Empresários e parlamentares defendem atualização do Simples Nacional
Desde o Nordeste até o Centro-Oeste do país, o setor produtivo está mobilizado com a atualização dos limites de faturamento anual do microempreendedor individual (MEI), proposto pelo Projeto de Lei Complementar (PLP) 108/2021. Empresários e parlamentares de Mato Grosso do Sul e da Bahia avaliam que a medida garante competitividade e incentiva a formalização, além de garantir crescimento aos pequenos negócios e geração de empregos e renda nas cidades.
Para Omar Aukar, presidente da Associação Comercial e Industrial de Campo Grande (AcicGMS), a atualização dos limites é fundamental para os pequenos empresários sul-mato-grossenses. “Em Mato Grosso do Sul, as micro e pequenas empresas têm um papel fundamental na geração de empregos e no fortalecimento da nossa economia local. Em muitos casos, o faturamento aumentou apenas por causa da inflação e dos custos operacionais, sem contar com a carga tributária, que acabou ficando mais pesada”, afirmou.
Além disso, o empresário e advogado tributarista Roberto Oshiro avaliou que a defasagem dos limites do Simples Nacional tem dificultado a atividade dos pequenos empresários. “O sistema atual pune quem tem sucesso. O microempresário trabalha de sol a sol e, quando finalmente começa a crescer, encontra o Estado com uma barreira burocrática e uma montanha de impostos”, avaliou.
PLP 108/2021 prevê elevar o limite anual de faturamento do MEI para R$ 130 mil
O Projeto de Lei Complementar 108/2021 prevê elevar o limite anual de faturamento do MEI para R$ 130 mil e autorizar a contratação de até dois empregados. A medida é defendida por empresários e parlamentares que avaliam que a atualização dos limites garante competitividade e incentiva a formalização, além de garantir crescimento aos pequenos negócios e geração de empregos e renda nas cidades.
Tramitação do PLP 108/2021
O regime de urgência do PLP 108/2021 foi aprovado pela Câmara dos Deputados em março. Apesar da possibilidade de votação direta em plenário, uma comissão especial foi instalada para discutir a proposta com representantes do governo, especialistas e entidades do setor produtivo antes da apresentação do parecer.
Apoio do sistema associativista
O sistema associativista nacional, liderado pela Confederação das Associações Comerciais e Empresariais do Brasil (CACB), reivindica uma correção de aproximadamente 83% nos valores de enquadramento do Simples Nacional. O setor defende, ainda, que a atualização dos limites seja estendida às demais faixas de enquadramento do regime tributário.
Entidades empresariais defendem a elevação do teto do MEI para aproximadamente R$ 144,9 mil anuais. Para microempresas, o limite sugerido é de cerca de R$ 869,4 mil, enquanto empresas de pequeno porte poderiam alcançar faturamento de até R$ 8,69 milhões.

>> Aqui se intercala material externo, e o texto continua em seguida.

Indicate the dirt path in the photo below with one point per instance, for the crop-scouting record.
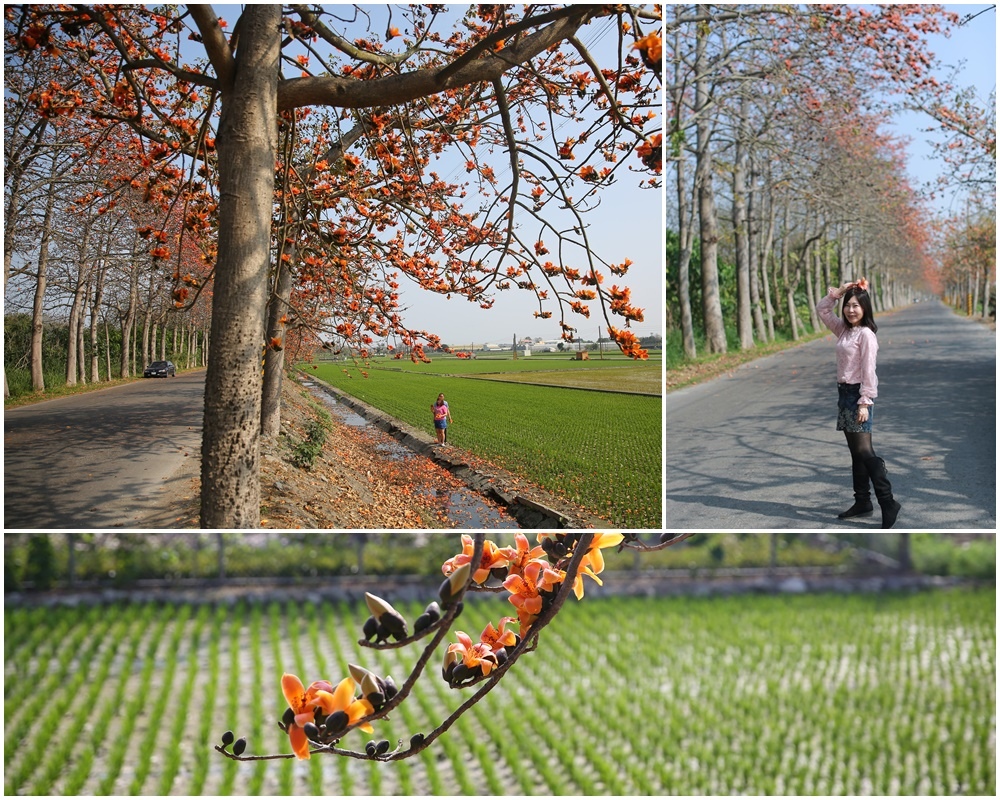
(365, 478)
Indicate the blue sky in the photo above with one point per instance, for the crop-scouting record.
(972, 48)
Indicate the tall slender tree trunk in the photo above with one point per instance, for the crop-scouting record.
(765, 260)
(753, 254)
(685, 211)
(247, 144)
(77, 312)
(41, 279)
(741, 228)
(715, 331)
(274, 355)
(128, 324)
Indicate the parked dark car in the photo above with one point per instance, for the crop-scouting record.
(160, 369)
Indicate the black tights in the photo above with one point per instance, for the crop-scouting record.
(861, 447)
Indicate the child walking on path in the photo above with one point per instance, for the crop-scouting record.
(442, 416)
(857, 386)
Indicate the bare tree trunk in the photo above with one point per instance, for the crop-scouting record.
(765, 259)
(741, 228)
(715, 331)
(274, 354)
(753, 253)
(685, 212)
(247, 144)
(95, 311)
(107, 347)
(38, 306)
(128, 324)
(77, 311)
(812, 267)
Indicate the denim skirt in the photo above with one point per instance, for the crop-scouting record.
(848, 395)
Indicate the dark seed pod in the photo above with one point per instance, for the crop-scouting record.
(336, 722)
(393, 625)
(421, 623)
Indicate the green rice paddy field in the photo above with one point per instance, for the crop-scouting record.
(599, 449)
(822, 694)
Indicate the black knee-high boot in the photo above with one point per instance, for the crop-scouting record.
(862, 495)
(883, 490)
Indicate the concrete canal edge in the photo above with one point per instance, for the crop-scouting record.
(529, 513)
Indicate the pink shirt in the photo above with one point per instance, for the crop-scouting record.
(856, 351)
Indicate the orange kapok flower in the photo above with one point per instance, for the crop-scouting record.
(525, 589)
(323, 696)
(519, 555)
(492, 558)
(497, 637)
(477, 655)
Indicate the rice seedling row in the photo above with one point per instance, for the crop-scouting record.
(757, 695)
(51, 760)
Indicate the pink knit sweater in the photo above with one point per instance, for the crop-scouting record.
(857, 348)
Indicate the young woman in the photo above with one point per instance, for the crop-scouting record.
(442, 416)
(857, 385)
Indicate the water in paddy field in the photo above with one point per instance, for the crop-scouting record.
(462, 507)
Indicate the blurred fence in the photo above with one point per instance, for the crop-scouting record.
(61, 560)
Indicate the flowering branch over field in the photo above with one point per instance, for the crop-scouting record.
(537, 579)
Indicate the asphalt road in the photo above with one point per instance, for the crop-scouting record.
(104, 459)
(758, 449)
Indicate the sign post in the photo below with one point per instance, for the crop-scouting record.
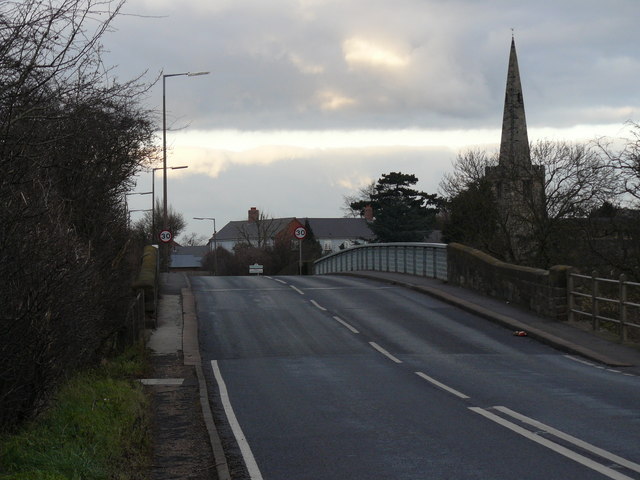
(300, 233)
(165, 236)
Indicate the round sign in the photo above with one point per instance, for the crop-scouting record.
(165, 236)
(300, 233)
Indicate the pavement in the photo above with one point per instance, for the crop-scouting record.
(186, 443)
(572, 339)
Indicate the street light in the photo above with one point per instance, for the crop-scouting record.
(126, 204)
(137, 210)
(153, 196)
(215, 246)
(164, 141)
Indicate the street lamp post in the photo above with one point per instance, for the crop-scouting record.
(215, 245)
(164, 142)
(137, 210)
(126, 203)
(153, 198)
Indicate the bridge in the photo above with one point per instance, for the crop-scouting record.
(560, 293)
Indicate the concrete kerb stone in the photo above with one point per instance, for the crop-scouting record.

A atualização dos limites do Simples Nacional é fundamental para evitar que empreendedores tenham que migrar para regimes tributários mais complexos ou para a informalidade. “O que nós precisamos é conscientizar os nossos políticos da importância da aprovação do aumento do limite do Simples Nacional, pelo menos para o MEI, o microempreendedor individual, e para o micro e a microempresa. Sem isso, as empresas ou vão mudar o seu regime ou vão para informalidade”, diz Alfredo Cotait Neto, presidente da CACB.
O Simples Nacional foi criado para simplificar o pagamento de tributos e estimular o empreendedorismo, reúne diversos impostos em uma única guia e é hoje o principal regime tributário para pequenos negócios no país. Os limites de faturamento, em vigor desde 2018, são:
- R$ 81 mil por ano para o Microempreendedor Individual (MEI)
- R$ 360 mil para microempresas (ME)
- R$ 4,8 milhões para empresas de pequeno porte (EP)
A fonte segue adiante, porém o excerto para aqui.